Octobre 1968: Quand Derry a osé se révolter contre l'impérialisme britannique
Il y a cinquante ans cette semaine, une attaque contre une manifestation des droits civils à Derry avait provoqué l'une des plus grandes révoltes contre le régime britannique en Irlande du Nord. Simon Basketter raconte l'histoire.
Les gens se battent pour forcer la police à se retirer après que les flics aient attaqué la marche le 5 octobre 1968 (Photo: PA)
Le 5 octobre 1968, quelques centaines de personnes s'étaient rassemblées dans la région principalement protestante du Waterside à Derry, en Irlande du Nord. Il semblait peu probable qu'elles auraient beaucoup d'effet. Mais cette manifestation devait déclencher l'une des plus grandes révoltes contre l'État britannique.
Les manifestants pour les droits civils portaient des pancartes avec des messages tels que "Des classes pas des croyances". Leur manifestation avait été interdite par le gouvernement unioniste.
Entrer dans la ville fortifiée de Derry était un privilège réservé aux fanatiques sectaires de l'Ordre d'Orange.
Certains pensaient que l'interdiction de la marche avait doublé sa participation, passant à environ 600 manifestants.
Quand ils atteignirent Duke Street, deux lignes de policiers sortirent leurs matraques et se mirent à avancer vers le défilé. Ce n’était pas vraiment une charge de police car les flics avançaient lentement vers la foule, frappant durement les gens à la tête.
Dans les stations de télévision du monde entier est apparue l'image d’un homme d’âge moyen criant "Pour l’amour de Dieu, mec" avant de s'effondrer à la suite d’une attaque des policiers.
La police dans des véhicules blindés cherchait à repousser la population dans les ghettos catholiques. Bientôt, ce ne fut plus une émeute mais un soulèvement. Les nuits suivantes, des barricades furent érigées contre la police. Des cocktails Molotov firent leur apparition dans les rues de Derry.
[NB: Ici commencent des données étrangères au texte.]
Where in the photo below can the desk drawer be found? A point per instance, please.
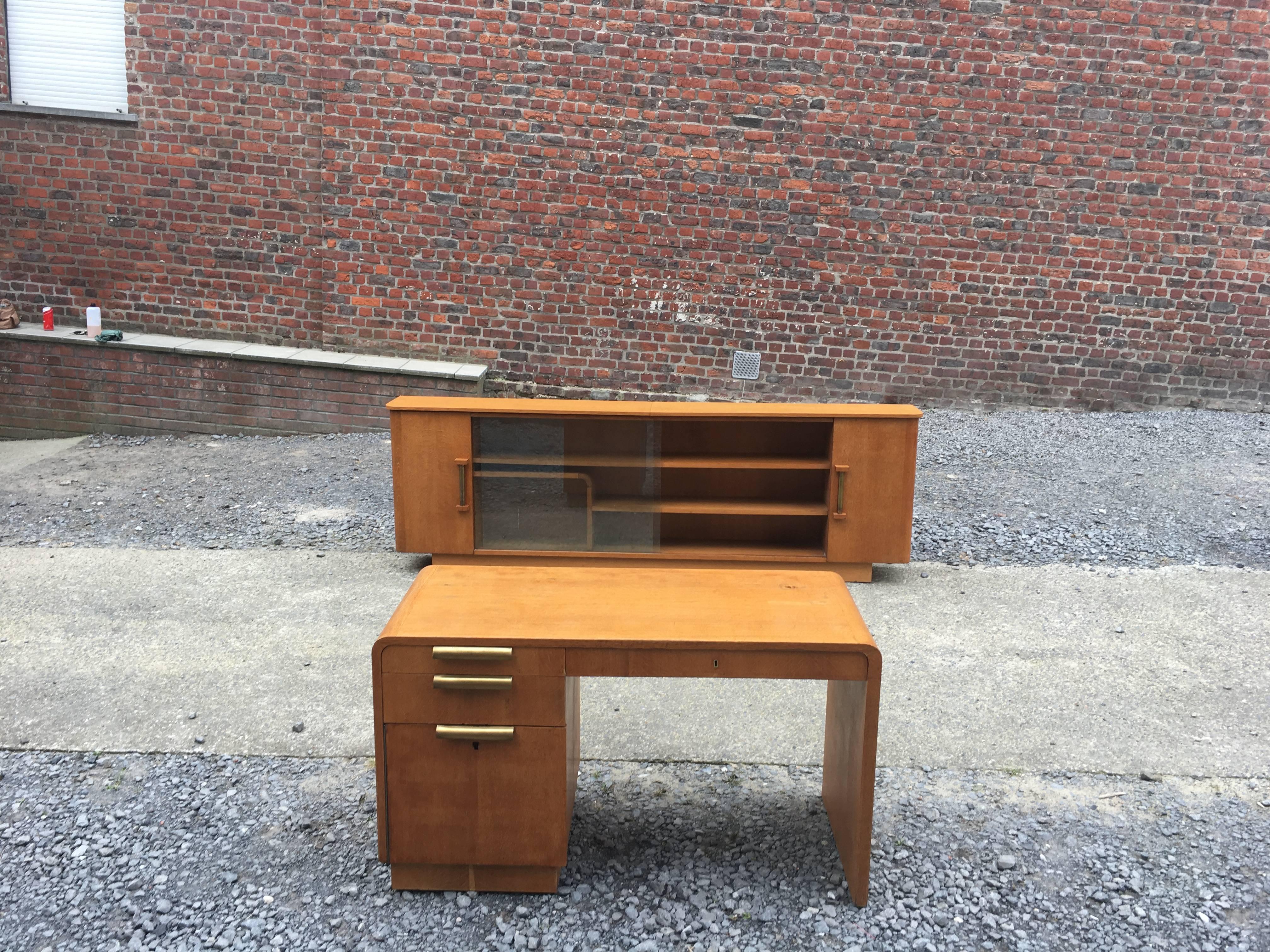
(468, 699)
(430, 659)
(505, 803)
L’un des organisateurs de la marche, Eamonn McCann, un dirigeant activiste, a écrit: "Le lendemain, il y avait une excitation palpable autour du Bogside. Il y avait partout des foules de gens qui se demandaient quoi faire ensuite. Il y avait un bourdonnement politique. Et il était clair qu'il y avait une conviction, une certitude même, que rien ne serait plus jamais pareil. Personne ne savait exactement ce qui était possible, alors tout l'était."
Griefs
Les griefs étaient nombreux. Après la partition de l'Irlande et après que les Britanniques aient été chassés du Sud en 1921, le Nord était resté sous la domination britannique. Le régime Stormont dépendait de Londres pour obtenir de l'argent.
La politique de la nouvelle entité a rapidement pris une forme rigide et figée. Pendant un demi-siècle, le parti unioniste a remporté toutes les élections, formé tous les gouvernements, fourni tous les ministres et pris toutes les décisions.
Les membres du parti étaient protestants et pratiquement tous les ministres étaient membres de l'Ordre d'Orange.
Les tendances de vote suivaient l’affiliation religieuse de manière prévisible, si bien qu’un grand nombre de circonscriptions et de conseils locaux étaient resté incontestés pendant des décennies. Peu d'efforts avaient été déployés pour coopter même les éléments les plus sensibles de la classe moyenne catholique.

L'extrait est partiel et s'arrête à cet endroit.